Allocating operating room resources to an acute care surgery service does not affect wait-times for elective cancer surgeries: a retrospective cohort study

World J Emerg Surg. 2014 Mar 27;9(1):21. doi: 10.1186/1749-7922-9-21.


Introduction: Acute care surgical services provide timely comprehensive emergency general surgical care while optimizing the use of limited resources. At our institution, 50% of the daily dedicated operating room (OR) time allocated to the Acute Care Emergency Surgery Service (ACCESS) came from previous elective general surgery OR time. We assessed the impact of this change in resource allocation on wait-times for elective general surgery cancer cases.

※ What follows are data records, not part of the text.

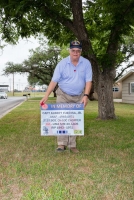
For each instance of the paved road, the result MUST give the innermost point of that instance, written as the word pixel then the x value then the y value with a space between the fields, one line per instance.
pixel 6 105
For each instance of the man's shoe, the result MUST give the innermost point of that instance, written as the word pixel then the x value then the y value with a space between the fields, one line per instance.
pixel 74 150
pixel 61 148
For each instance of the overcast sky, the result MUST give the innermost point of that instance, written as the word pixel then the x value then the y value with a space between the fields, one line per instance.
pixel 16 54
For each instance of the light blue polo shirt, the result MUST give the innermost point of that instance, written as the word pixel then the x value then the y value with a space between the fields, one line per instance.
pixel 72 79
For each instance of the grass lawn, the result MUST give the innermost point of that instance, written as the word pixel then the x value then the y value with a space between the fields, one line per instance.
pixel 31 169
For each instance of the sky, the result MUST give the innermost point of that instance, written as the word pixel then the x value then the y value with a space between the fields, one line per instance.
pixel 16 54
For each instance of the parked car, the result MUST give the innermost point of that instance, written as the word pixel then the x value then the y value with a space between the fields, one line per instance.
pixel 3 95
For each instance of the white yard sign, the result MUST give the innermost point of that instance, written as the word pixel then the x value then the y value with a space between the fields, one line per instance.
pixel 62 119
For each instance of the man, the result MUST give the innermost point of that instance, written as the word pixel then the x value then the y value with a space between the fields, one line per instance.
pixel 74 77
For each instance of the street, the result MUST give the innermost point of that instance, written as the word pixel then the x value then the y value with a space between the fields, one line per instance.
pixel 8 104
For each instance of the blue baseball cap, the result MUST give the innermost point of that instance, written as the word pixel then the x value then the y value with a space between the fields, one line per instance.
pixel 75 44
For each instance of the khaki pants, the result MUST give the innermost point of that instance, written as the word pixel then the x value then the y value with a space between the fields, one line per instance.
pixel 62 97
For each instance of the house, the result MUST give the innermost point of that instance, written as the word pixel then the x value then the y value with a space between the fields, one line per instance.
pixel 126 85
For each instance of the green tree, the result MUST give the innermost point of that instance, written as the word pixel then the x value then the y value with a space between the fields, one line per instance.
pixel 40 65
pixel 101 25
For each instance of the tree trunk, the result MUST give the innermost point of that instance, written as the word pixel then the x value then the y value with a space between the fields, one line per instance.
pixel 105 97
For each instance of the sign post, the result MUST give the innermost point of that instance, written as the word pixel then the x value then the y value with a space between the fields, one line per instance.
pixel 62 119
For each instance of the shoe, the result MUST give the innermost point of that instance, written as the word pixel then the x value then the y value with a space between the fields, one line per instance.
pixel 74 150
pixel 61 148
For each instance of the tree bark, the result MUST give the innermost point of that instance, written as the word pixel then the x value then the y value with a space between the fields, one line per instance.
pixel 105 97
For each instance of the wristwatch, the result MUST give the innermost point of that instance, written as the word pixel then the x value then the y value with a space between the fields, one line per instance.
pixel 86 95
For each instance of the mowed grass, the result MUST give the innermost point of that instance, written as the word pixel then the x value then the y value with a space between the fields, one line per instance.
pixel 31 169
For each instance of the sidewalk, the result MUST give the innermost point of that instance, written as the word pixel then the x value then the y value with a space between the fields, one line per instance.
pixel 117 100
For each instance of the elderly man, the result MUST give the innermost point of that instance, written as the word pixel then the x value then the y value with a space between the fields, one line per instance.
pixel 74 77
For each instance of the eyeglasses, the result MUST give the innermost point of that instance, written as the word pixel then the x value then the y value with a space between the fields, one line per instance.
pixel 75 43
pixel 75 51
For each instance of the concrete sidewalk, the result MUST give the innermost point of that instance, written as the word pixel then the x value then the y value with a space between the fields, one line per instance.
pixel 117 100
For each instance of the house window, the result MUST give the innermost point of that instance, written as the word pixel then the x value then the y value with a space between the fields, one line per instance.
pixel 115 89
pixel 132 87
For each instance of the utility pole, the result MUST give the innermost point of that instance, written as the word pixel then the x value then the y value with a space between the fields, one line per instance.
pixel 13 83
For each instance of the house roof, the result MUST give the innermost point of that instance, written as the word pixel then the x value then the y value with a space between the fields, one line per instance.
pixel 126 75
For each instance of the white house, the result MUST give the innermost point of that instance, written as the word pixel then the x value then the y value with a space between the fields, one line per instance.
pixel 126 83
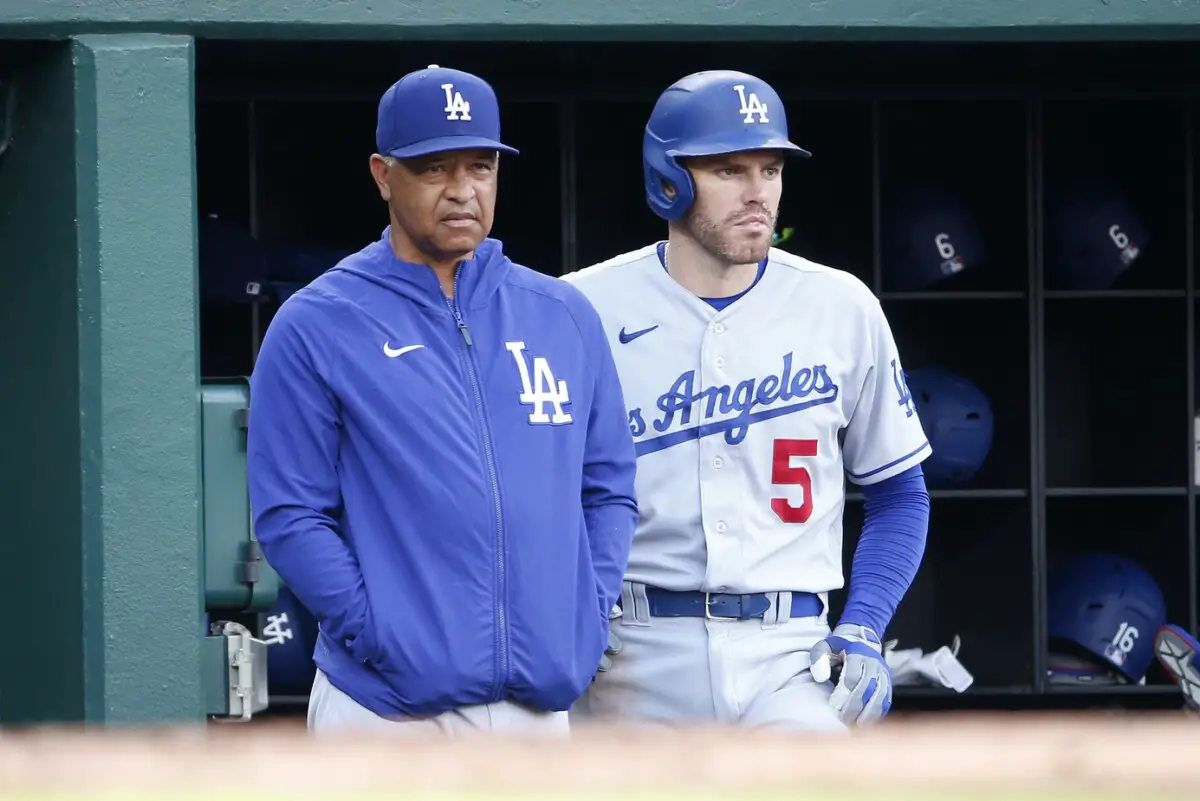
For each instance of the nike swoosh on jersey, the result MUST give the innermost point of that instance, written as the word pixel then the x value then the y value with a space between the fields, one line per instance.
pixel 625 338
pixel 391 353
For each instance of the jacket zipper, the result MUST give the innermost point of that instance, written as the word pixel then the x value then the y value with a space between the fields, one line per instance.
pixel 503 655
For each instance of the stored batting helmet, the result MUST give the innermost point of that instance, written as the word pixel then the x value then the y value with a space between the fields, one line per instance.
pixel 1093 234
pixel 1108 606
pixel 958 420
pixel 291 634
pixel 706 114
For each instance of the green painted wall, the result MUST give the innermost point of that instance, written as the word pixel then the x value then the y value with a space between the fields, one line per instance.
pixel 100 556
pixel 629 19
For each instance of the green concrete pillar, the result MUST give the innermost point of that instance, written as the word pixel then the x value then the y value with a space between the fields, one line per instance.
pixel 100 550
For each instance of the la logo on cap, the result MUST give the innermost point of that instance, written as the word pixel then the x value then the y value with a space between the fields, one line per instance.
pixel 456 107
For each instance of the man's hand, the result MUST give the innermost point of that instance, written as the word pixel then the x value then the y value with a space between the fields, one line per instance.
pixel 615 645
pixel 611 651
pixel 864 688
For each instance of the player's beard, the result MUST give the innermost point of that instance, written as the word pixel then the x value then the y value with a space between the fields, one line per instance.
pixel 721 241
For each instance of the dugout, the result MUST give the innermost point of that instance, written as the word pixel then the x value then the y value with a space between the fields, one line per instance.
pixel 1091 386
pixel 988 110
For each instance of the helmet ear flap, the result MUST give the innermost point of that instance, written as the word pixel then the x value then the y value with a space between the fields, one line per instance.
pixel 669 187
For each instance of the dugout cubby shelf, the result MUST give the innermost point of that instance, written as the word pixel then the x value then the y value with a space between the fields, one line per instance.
pixel 1115 168
pixel 833 224
pixel 951 221
pixel 1097 379
pixel 1092 381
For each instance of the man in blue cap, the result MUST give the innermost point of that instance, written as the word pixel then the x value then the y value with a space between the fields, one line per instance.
pixel 441 467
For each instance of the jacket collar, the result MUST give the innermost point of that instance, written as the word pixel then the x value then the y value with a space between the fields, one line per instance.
pixel 478 278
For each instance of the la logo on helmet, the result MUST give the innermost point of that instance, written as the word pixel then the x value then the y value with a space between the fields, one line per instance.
pixel 750 106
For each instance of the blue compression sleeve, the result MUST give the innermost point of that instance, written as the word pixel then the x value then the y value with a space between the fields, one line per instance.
pixel 889 549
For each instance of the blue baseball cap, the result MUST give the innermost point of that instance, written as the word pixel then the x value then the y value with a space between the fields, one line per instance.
pixel 436 109
pixel 929 235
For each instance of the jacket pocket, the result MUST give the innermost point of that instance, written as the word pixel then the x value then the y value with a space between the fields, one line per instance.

Methods: We retrospectively reviewed adult patients who underwent elective cancer surgeries in the pre-ACCESS (September 2009 to June 2010) and post-ACCESS (September 2010 to June 2011) eras. Wait-times, calculated as the time between booking and actual dates of surgery, were compared within assigned priority classifications. Categorical and continuous variables were compared using chi-square and Mann-Whitney U tests respectively.

Results: A total of 732 cases (367 pre-ACCESS and 365 post-ACCESS) were identified, with no difference in median wait-times (25 versus 23 days) between the eras. However, significantly fewer cases exceeded wait-time targets in the post-ACCESS era (p <0.0001). There was a significant change (p = 0.027) in the composition of cancer cases, with fewer breast cancer operations (22% versus 28%), and more colorectal (41% versus 32%) and hepatobiliary cancer cases (5% versus 2%) in the post-ACCESS era.

Conclusion: These results suggest that shifting OR resources towards emergency surgery does not affect the timeliness of surgical cancer care. This study may encourage more centres to adopt acute care surgical services alongside their elective or subspecialty practices.